Encore un terrible revers pour le numérique made in France. La Commission nationale informatique et liberté (Cnil) vient d’autoriser Microsoft à stocker les données de santé des Français, à des fins de recherche médicale. Baptisé EMC2, ce vaste entrepôt numérique sera hébergé sur l’infrastructure informatique décentralisée du géant américain, le fameux cloud, pour une durée d’au moins trois ans. Cette plateforme, qui sera alimentée en informations personnelles (sexe, mois et année de naissance, commune de résidence du patient) et médicales (soins, remboursements de consultation, parcours hospitaliers…), vise à faciliter le travail des chercheurs, en particulier pour étudier les effets à long terme des traitements médicaux.

Pétition anti-Microsoft : un millier de signatures récoltées en 24 h

La France projette depuis des années de tirer profit des données de son système de santé, et nos scientifiques commençaient sérieusement à s’impatienter, craignant d’accumuler trop de retard dans la course mondiale à l’innovation.
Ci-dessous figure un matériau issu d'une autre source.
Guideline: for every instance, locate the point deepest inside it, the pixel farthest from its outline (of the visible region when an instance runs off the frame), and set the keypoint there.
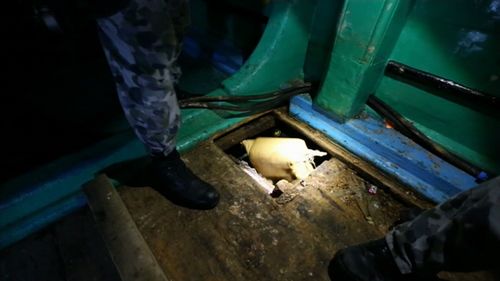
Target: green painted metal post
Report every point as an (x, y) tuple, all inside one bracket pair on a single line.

Sans évacuer le risque que des données aussi sensibles et stratégiques pour notre pays puissent être exfiltrées vers les Etats-Unis, avec la complicité de Microsoft, la Cnil estime donc avoir fait un choix pragmatique en confiant les clés de ce cyber-entrepôt au géant mondial du cloud. « Parmi les opérateurs de cloud français ou européens, aucun prestataire potentiel ne propose d'offre d'hébergement répondant aux exigences techniques et fonctionnelles du projet », justifie en substance la Commission.

Depuis qu’elle a été officialisée, hier, son annonce a provoqué une levée de bouclier des acteurs français du cloud. « Cette décision est clairement de nature à éveiller des soupçons quant à l’intégrité des conditions dans lesquelles elle a été prise, autant que sur la capacité de notre pays à assurer la sauvegarde, au propre comme au figuré, de nos données de santé », s’insurge Thomas Fauré, le président de Whaller, une startup française du secteur dans sa pétition adressée à la présidente de la Cnil Marie-Laure Denis.

Intitulée « Sortons nos données de santé de chez Microsoft », elle a déjà enregistré plus d’un millier de signatures depuis qu’elle a été publiée hier. En fin d’année, déjà, les Français OVHCloud, Numspot et Cloud Temple avaient pointé certaines bizarreries dans la procédure de consultation initiée par la Délégation au numérique rattachée au ministère de la Santé (DNS). « En décembre, rappelle en substance Thomas Waller, ces entreprises participantes avaient signalé des difficultés lors de la consultation, dont des changements fréquents dans les exigences techniques et une pression intense, laissant entendre que les dés étaient pipés ab initio et que l’intention de la consultation était de confirmer un choix déjà bien établi ».